[Linux-kernel-mentees] [SYZBOT REPORT] - WARNING: refcount bug in kobject_get

Jiunn Chang c0d1n61at3 at gmail.com
Fri Jun 21 16:34:40 UTC 2019


On Fri, Jun 21, 2019 at 08:45:01AM +0200, Greg KH wrote:
> On Thu, Jun 20, 2019 at 05:23:12PM -0500, Jiunn Chang wrote:
> > On Wed, Jun 19, 2019 at 10:11:20AM -0600, Shuah Khan wrote:
> > > On 6/19/19 9:21 AM, Greg KH wrote:
> > > > On Tue, Jun 18, 2019 at 04:24:21PM -0600, Shuah Khan wrote:
> > > > > On 6/18/19 3:56 PM, Jiunn Chang wrote:
> > > > > > On Tue, Jun 18, 2019 at 03:49:13PM -0600, Shuah Khan wrote:
> > > > > > > On 6/18/19 3:12 PM, Jiunn Chang wrote:
> > > > > > > > Hello,
> > > > > > > > 
> > > > > > > > This is an analysis of:
> > > > > > > > 
> > > > > > > > https://syzkaller.appspot.com/bug?id=06c8522152c9325bf0f1a3dc5b33d1b95a47431f
> > > > > > > > 
> > > > > > > > I was able to reproduce crash on upstream v5.1-rc4 with gcc 9.1 using *.syz program.
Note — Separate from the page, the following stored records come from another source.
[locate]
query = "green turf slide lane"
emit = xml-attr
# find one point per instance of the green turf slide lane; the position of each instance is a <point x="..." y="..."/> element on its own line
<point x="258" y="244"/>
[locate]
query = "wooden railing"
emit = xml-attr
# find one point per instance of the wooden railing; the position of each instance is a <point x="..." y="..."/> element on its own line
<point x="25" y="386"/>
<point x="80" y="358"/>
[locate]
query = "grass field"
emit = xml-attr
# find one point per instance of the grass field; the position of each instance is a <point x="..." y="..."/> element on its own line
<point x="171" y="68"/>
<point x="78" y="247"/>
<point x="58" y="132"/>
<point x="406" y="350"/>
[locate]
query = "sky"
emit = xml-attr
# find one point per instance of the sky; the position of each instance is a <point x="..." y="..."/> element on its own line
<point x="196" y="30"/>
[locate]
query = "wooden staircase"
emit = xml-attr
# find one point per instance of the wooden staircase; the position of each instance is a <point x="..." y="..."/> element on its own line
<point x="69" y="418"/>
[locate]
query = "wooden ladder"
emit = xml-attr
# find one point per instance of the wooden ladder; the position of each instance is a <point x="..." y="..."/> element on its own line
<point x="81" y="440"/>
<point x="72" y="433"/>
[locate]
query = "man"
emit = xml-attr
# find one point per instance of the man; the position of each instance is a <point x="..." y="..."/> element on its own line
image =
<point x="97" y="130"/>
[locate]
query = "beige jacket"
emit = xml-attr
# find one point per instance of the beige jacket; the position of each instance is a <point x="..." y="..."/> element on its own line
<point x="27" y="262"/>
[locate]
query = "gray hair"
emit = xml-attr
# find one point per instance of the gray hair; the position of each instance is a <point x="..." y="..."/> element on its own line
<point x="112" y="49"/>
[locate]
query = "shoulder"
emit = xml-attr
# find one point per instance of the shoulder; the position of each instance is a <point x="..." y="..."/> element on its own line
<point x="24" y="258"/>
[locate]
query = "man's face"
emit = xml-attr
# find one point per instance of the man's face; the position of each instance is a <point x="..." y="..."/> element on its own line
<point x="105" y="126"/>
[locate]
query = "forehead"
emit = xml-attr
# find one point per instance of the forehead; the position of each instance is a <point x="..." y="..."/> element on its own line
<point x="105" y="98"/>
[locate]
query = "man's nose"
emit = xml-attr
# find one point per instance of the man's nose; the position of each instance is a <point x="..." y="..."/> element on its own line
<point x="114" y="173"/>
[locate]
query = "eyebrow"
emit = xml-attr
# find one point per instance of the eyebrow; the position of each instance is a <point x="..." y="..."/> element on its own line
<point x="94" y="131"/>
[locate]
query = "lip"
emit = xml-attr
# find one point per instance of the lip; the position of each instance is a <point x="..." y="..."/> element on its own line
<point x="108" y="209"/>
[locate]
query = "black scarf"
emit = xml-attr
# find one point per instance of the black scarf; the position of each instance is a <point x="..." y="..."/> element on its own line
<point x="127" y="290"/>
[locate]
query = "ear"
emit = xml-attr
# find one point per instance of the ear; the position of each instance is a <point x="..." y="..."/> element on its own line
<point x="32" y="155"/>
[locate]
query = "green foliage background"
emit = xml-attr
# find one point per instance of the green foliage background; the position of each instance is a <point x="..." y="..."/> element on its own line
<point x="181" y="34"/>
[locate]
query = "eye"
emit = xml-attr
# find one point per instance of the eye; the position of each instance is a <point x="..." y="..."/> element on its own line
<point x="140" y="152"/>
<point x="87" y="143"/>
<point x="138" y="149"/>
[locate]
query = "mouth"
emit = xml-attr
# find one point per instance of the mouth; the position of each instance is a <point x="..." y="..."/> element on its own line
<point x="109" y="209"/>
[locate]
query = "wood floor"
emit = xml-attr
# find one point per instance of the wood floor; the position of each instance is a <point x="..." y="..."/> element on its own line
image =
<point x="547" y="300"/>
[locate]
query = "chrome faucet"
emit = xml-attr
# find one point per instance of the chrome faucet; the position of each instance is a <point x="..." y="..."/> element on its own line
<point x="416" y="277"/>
> > > > > > > > Syzbot has found similiar warnings in 4.19 and 4.14.
> > > > > > > > 
> > > > > > > > Site of WARN_ON in lib/refcount.c from RIP:
> > > > > > > > 
> > > > > > > > void refcount_inc_checked(refcount_t *r)
> > > > > > > > {
> > > > > > > >            WARN_ONCE(!refcount_inc_not_zero_checked(r), "refcount_t: increment on 0; use-after-free.\n");
> > > > > > > > }
> > > > > > > > 
> > > > > > > > This warning is a precaution on RCU structures where there is a possible
> > > > > > > > use-after-free since RCU structures with a refcount of 0 are freed.
> > > > > > > > 
> > > > > > > > Backtrace stack sample:
> > > > > > > > 
> > > > > > > > [  596.532838][T10020]  kobject_get+0x66/0xc0
> > > > > > > > [  596.532838][T10020]  kobject_add_internal+0x14f/0x380
> > > > > > > > [  596.532838][T10020]  ? kfree_const+0x5e/0x70
> > > > > > > > [  596.532838][T10020]  kobject_add+0x150/0x1c0
> > > > > > > > [  596.532838][T10020]  ? kobject_add_internal+0x380/0x380
> > > > > > > > [  596.532838][T10020]  get_device_parent.isra.0+0x413/0x560
> > > > > > > > [  596.532838][T10020]  device_add+0x2df/0x17a0
> > > > > > > > [  596.532838][T10020]  ? get_device_parent.isra.0+0x560/0x560
> > > > > > > > [  596.532838][T10020]  ? start_creating+0x163/0x1e0
> > > > > > > > [  596.532838][T10020]  ? __sanitizer_cov_trace_const_cmp8+0x18/0x20
> > > > > > > > [  596.532838][T10020]  hci_register_dev+0x2e8/0x860
> > > > > > > > 
> > > > > > > > Since no *.c reproducer was provided, I generated one from the *.syz program.
> > > > > > > > 
> > > > > > > > #include <endian.h>
> > > > > > > > #include <stdint.h>
> > > > > > > > #include <stdio.h>
> > > > > > > > #include <stdlib.h>
> > > > > > > > #include <string.h>
> > > > > > > > #include <sys/syscall.h>
> > > > > > > > #include <sys/types.h>
> > > > > > > > #include <unistd.h>
> > > > > > > > 
> > > > > > > > uint64_t r[1] = {0xffffffffffffffff};
> > > > > > > > 
> > > > > > > > int main(void)
> > > > > > > > {
> > > > > > > >      syscall(__NR_mmap, 0x20000000, 0x1000000, 3, 0x32, -1, 0);
> > > > > > > >      intptr_t res = 0;
> > > > > > > >      memcpy((void*)0x20000000, "/dev/vhci\000", 10);
> > > > > > > >      res = syscall(__NR_openat, 0xffffffffffffff9c, 0x20000000, 0x246, 0);
> > > > > > > >      if (res != -1)
> > > > > > > >        r[0] = res;
> > > > > > > >      memcpy((void*)0x200000c0, "\xff\x80", 2);
> > > > > > > >      syscall(__NR_write, r[0], 0x200000c0, 2);
> > > > > > > >      return 0;
> > > > > > > > }
> > > > > > > > 
> > > > > > > > Analysis:
> > > > > > > > 
> > > > > > > >    From the C code, syzkaller is mapping a vhci device.  This will require
> > > > > > > > resources from the block layer.  I begin by looking at the call to
> > > > > > > > hci_register_dev from net/bluetooth/hci_core.c:3305.  There is a call to
> > > > > > > > device_add.
> > > > > > > > 
> > > > > > > > If I take a look at the kernel documentation, I see that device_register
> > > > > > > > is also in core.c.  device register will perform both an add and initialize.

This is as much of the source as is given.